The Rig Veda, 108 hyms selected, translated, and annotated by Wendy Doniger O'Flaherty. The key to the Upanisads, above. Since the Gita is most accessible to modern readers, I recommend starting with one of the shorter Gita translations, and then working backward through some of the Upanisads, and then trying some of the Vedic hymns. In this way ever more subtle shades of meaning unfold for the reader. Then go back to the ACBSP's Gita translation for a real good look.

Te-Tao Ching, Lao Tzu, translated by Robert G. Henricks. The best English translation. Right relations and right conduct, briefly stated.
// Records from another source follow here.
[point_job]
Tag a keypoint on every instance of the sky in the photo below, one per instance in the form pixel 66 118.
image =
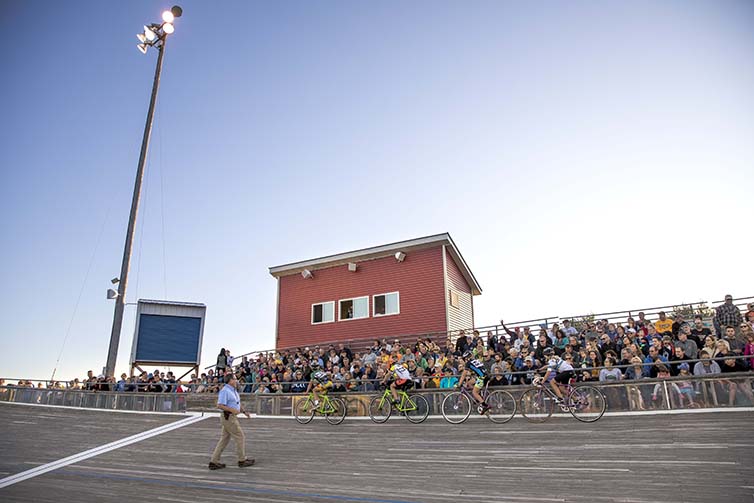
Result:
pixel 584 156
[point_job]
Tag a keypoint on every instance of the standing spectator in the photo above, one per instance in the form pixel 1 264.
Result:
pixel 749 316
pixel 735 344
pixel 727 314
pixel 664 325
pixel 222 362
pixel 707 365
pixel 699 332
pixel 610 373
pixel 462 343
pixel 689 347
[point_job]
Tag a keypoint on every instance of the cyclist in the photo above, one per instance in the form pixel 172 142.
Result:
pixel 398 376
pixel 320 381
pixel 476 368
pixel 560 370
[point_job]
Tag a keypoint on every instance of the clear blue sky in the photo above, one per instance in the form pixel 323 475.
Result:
pixel 585 156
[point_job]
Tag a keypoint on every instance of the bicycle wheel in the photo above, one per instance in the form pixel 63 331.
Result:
pixel 304 410
pixel 380 409
pixel 502 406
pixel 587 403
pixel 339 414
pixel 419 408
pixel 456 407
pixel 536 405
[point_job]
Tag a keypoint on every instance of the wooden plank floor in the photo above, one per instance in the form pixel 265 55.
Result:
pixel 673 458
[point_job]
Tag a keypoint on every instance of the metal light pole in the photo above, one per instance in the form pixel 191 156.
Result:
pixel 155 35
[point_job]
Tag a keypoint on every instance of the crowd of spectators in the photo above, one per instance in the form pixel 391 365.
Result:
pixel 600 350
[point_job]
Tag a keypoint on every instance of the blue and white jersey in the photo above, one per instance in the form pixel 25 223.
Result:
pixel 478 367
pixel 559 365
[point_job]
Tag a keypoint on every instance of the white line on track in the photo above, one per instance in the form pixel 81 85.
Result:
pixel 39 470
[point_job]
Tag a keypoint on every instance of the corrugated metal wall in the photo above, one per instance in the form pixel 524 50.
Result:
pixel 462 316
pixel 419 279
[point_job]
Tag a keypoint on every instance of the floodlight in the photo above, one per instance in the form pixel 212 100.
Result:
pixel 151 35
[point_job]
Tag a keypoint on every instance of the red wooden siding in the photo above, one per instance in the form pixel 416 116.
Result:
pixel 419 279
pixel 462 316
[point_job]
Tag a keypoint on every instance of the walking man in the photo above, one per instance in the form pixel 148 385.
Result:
pixel 229 403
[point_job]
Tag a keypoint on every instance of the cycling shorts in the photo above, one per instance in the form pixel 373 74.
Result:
pixel 320 388
pixel 404 384
pixel 563 377
pixel 481 381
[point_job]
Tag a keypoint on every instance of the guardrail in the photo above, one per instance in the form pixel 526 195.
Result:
pixel 710 391
pixel 143 402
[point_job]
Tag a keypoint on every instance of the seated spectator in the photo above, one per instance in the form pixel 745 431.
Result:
pixel 610 373
pixel 699 332
pixel 449 380
pixel 686 391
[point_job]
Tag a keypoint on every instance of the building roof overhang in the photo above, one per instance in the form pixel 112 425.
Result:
pixel 381 252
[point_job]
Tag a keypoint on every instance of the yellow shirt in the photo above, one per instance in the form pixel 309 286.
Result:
pixel 664 326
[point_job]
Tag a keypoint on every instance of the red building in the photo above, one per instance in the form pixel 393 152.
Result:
pixel 418 286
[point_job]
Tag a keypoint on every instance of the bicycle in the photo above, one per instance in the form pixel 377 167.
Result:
pixel 585 403
pixel 334 409
pixel 414 407
pixel 456 406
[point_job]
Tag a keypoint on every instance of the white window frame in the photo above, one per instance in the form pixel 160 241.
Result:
pixel 374 302
pixel 340 301
pixel 311 318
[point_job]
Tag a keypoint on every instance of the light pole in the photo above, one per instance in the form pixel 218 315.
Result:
pixel 155 35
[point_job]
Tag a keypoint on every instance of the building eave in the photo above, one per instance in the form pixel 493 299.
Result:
pixel 380 252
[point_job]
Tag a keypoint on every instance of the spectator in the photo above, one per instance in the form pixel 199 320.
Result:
pixel 685 388
pixel 749 348
pixel 735 344
pixel 663 325
pixel 676 360
pixel 699 332
pixel 222 362
pixel 690 348
pixel 449 381
pixel 707 365
pixel 610 373
pixel 727 314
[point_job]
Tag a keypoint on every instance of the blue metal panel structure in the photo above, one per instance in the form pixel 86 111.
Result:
pixel 172 339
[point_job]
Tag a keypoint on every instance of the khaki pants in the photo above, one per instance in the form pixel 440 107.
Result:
pixel 230 428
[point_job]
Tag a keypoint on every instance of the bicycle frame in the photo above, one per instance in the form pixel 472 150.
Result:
pixel 386 395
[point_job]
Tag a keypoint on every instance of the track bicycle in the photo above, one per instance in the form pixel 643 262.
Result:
pixel 414 407
pixel 334 409
pixel 456 406
pixel 585 403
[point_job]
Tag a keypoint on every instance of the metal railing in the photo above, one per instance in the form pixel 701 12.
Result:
pixel 143 402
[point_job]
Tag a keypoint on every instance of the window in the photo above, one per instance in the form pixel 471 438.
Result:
pixel 386 304
pixel 323 312
pixel 454 298
pixel 352 309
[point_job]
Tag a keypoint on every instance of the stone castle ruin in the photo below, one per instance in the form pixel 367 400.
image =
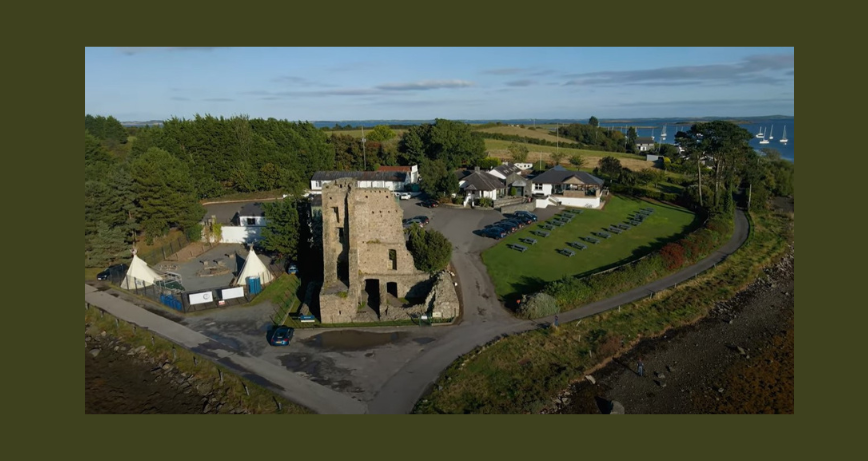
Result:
pixel 368 272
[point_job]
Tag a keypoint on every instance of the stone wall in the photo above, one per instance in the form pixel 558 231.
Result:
pixel 520 207
pixel 373 247
pixel 442 302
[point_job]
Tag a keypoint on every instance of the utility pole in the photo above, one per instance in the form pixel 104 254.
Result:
pixel 364 152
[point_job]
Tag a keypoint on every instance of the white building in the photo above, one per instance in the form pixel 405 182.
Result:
pixel 392 180
pixel 569 188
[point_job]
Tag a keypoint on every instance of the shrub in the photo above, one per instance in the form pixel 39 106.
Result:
pixel 673 256
pixel 538 305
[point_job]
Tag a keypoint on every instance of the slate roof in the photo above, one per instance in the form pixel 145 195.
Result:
pixel 559 174
pixel 251 209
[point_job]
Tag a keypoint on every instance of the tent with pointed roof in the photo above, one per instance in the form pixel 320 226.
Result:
pixel 139 275
pixel 253 267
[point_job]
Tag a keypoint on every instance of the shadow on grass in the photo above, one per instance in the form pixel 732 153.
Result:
pixel 525 285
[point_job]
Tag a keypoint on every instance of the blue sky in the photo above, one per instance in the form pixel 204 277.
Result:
pixel 137 84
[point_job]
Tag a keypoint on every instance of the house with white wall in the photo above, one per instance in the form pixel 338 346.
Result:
pixel 479 184
pixel 392 180
pixel 645 144
pixel 569 188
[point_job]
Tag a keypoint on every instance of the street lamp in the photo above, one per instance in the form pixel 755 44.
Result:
pixel 364 153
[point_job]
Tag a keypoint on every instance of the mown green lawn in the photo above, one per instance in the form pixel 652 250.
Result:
pixel 517 273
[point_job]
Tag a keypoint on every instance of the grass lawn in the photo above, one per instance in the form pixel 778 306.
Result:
pixel 516 273
pixel 499 149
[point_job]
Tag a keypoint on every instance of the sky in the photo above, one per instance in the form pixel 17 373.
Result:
pixel 342 84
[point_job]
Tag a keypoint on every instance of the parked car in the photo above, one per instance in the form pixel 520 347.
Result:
pixel 511 227
pixel 514 222
pixel 280 336
pixel 526 214
pixel 115 271
pixel 494 232
pixel 410 222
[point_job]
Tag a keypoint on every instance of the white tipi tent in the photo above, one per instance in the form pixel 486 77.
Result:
pixel 139 275
pixel 253 267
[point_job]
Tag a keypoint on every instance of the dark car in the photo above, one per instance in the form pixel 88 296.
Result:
pixel 494 232
pixel 508 226
pixel 526 214
pixel 280 336
pixel 515 222
pixel 118 270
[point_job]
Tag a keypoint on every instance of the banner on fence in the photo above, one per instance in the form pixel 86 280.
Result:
pixel 232 293
pixel 200 298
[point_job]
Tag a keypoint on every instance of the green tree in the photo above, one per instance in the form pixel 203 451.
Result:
pixel 558 156
pixel 165 194
pixel 518 152
pixel 437 180
pixel 610 166
pixel 431 250
pixel 577 160
pixel 281 233
pixel 380 133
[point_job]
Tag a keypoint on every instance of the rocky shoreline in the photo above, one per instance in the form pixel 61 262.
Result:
pixel 121 379
pixel 739 359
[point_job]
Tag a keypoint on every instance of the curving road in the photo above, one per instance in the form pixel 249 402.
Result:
pixel 404 389
pixel 483 319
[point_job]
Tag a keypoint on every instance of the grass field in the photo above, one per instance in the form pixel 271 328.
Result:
pixel 517 273
pixel 499 149
pixel 525 132
pixel 523 373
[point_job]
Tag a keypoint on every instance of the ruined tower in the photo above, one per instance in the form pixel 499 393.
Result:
pixel 365 257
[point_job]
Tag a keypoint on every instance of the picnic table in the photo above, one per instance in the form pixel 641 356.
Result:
pixel 577 245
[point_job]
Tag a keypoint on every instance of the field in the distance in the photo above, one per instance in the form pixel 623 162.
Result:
pixel 516 273
pixel 499 149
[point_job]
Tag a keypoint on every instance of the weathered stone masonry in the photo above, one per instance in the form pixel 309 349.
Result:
pixel 363 239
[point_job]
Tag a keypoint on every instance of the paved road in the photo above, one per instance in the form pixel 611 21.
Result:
pixel 483 320
pixel 404 389
pixel 295 388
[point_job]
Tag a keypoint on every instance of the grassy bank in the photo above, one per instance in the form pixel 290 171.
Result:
pixel 259 401
pixel 516 273
pixel 523 373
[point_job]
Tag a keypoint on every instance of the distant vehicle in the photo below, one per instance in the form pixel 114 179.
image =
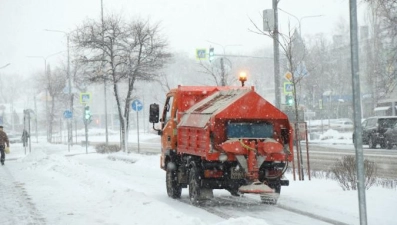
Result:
pixel 343 125
pixel 14 138
pixel 386 107
pixel 391 136
pixel 374 129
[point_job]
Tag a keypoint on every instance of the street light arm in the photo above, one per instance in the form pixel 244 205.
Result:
pixel 224 46
pixel 300 20
pixel 59 31
pixel 5 65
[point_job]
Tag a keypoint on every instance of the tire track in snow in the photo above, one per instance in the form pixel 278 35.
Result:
pixel 16 207
pixel 222 205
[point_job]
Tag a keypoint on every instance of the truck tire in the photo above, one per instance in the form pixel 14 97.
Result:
pixel 194 186
pixel 174 189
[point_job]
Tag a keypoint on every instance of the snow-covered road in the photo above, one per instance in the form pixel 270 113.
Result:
pixel 53 186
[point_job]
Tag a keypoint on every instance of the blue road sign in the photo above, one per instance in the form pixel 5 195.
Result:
pixel 67 114
pixel 137 105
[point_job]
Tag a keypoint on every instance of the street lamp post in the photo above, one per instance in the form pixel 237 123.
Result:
pixel 223 81
pixel 46 104
pixel 69 120
pixel 104 82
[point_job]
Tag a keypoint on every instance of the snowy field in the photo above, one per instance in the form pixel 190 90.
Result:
pixel 50 185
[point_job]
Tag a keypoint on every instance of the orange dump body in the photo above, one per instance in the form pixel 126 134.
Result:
pixel 233 121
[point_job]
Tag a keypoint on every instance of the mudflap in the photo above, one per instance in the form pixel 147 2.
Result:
pixel 267 194
pixel 269 198
pixel 256 188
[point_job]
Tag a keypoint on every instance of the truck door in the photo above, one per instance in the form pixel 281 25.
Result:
pixel 168 138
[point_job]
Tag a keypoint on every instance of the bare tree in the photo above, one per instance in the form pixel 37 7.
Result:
pixel 123 52
pixel 54 82
pixel 383 16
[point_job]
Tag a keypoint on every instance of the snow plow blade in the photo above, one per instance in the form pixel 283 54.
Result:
pixel 256 188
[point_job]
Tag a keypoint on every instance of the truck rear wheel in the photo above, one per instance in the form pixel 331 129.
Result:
pixel 194 186
pixel 197 193
pixel 174 189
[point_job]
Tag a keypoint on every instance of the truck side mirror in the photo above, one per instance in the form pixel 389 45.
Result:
pixel 154 113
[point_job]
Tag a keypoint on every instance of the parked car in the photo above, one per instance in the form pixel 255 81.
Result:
pixel 342 125
pixel 391 136
pixel 14 137
pixel 374 129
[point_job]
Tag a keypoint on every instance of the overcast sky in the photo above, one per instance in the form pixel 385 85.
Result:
pixel 186 24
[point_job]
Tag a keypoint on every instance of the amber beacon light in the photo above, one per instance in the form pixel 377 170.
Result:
pixel 243 78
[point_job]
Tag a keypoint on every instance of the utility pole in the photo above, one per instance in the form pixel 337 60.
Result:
pixel 276 53
pixel 104 80
pixel 357 113
pixel 69 120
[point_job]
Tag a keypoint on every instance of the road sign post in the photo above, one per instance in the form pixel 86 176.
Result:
pixel 137 106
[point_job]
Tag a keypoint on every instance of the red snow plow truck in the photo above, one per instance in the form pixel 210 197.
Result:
pixel 215 137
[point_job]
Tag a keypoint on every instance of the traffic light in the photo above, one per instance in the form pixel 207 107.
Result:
pixel 289 100
pixel 87 114
pixel 211 54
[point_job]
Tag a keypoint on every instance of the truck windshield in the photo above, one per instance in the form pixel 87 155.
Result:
pixel 249 130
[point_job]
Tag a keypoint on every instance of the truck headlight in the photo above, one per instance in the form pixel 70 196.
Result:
pixel 222 157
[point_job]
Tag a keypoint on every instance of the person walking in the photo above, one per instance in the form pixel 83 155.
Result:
pixel 3 141
pixel 25 136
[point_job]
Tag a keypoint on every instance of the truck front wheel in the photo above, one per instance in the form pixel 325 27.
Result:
pixel 174 189
pixel 194 186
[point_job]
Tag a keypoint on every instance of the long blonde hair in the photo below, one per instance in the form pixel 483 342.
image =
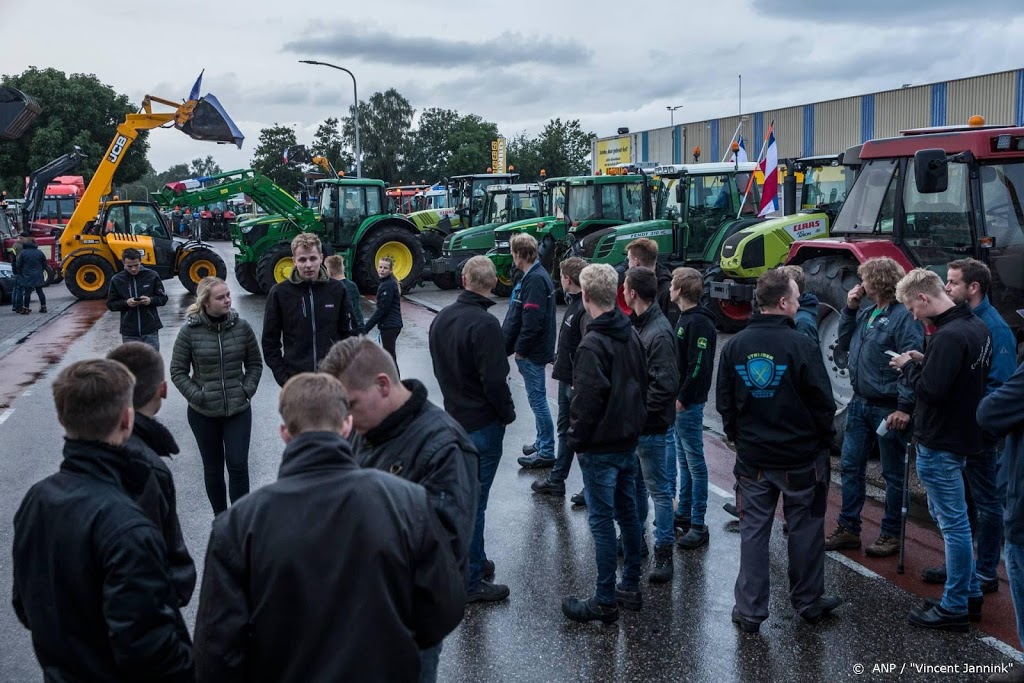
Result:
pixel 203 294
I Ching, translated into German by Richard Wilhelm and thence into English by Cary F. Baynes, Princeton University Press. Not useful for predicting the future, but useful stimulating oneself to think more deeply about the present. More on Chinese concepts of right conduct and behavior.

Being Peace, Thich Nhat Hanh. Exactly what its title says.

The Tibetan Book of the Dead, translated by W. Y. Evans-Wentz. Very esoteric hard to read description of the after-life experience. To be compared with the Christian doctrine of the Resurrection the Body.

thoughts without a thinker: psychotherapy from a Buddhist perspective, Mark Epstein, MD. Explains Buddhism to psychotherapists and psychotherapy to Buddhists. A good cross-cultural translation book, like the Fritjof Capra's Tao of Physics which explains Taoism to physicists and physics to Taoists.

The Cosmic Revelation, Bede Griffiths. Another cross-cultural translation book. This one explains Vedic Hinduism and Christianity to each other. Good background reading for the Bhagavad Gita.

Ghandi's Truth, Erik H. Erikson. A psychiatrist's insights into the origins of militant non-violent confrontation.

Other Traditions

Black Elk Speaks, Black Elk and Richard Niemark. Native American religion from the mouth of a Ghost-Dancer. Perhaps someday Native Americans will help mend the hoop of our nation. Black Elk converted to Christianity later in his life.

The Epic of Gilgamesh, translated by N. K. Sandars. A Sumerian version of the Flood story that predates Genesis by hundreds of years. Beautiful account of friendship and the quest for eternal life.

The Transcendent Unity of Religions, by Frithjof Schuon. Recommended by Ahmed Monib.

Essential Sacred Writings from Around the World, by Mircea Eliade.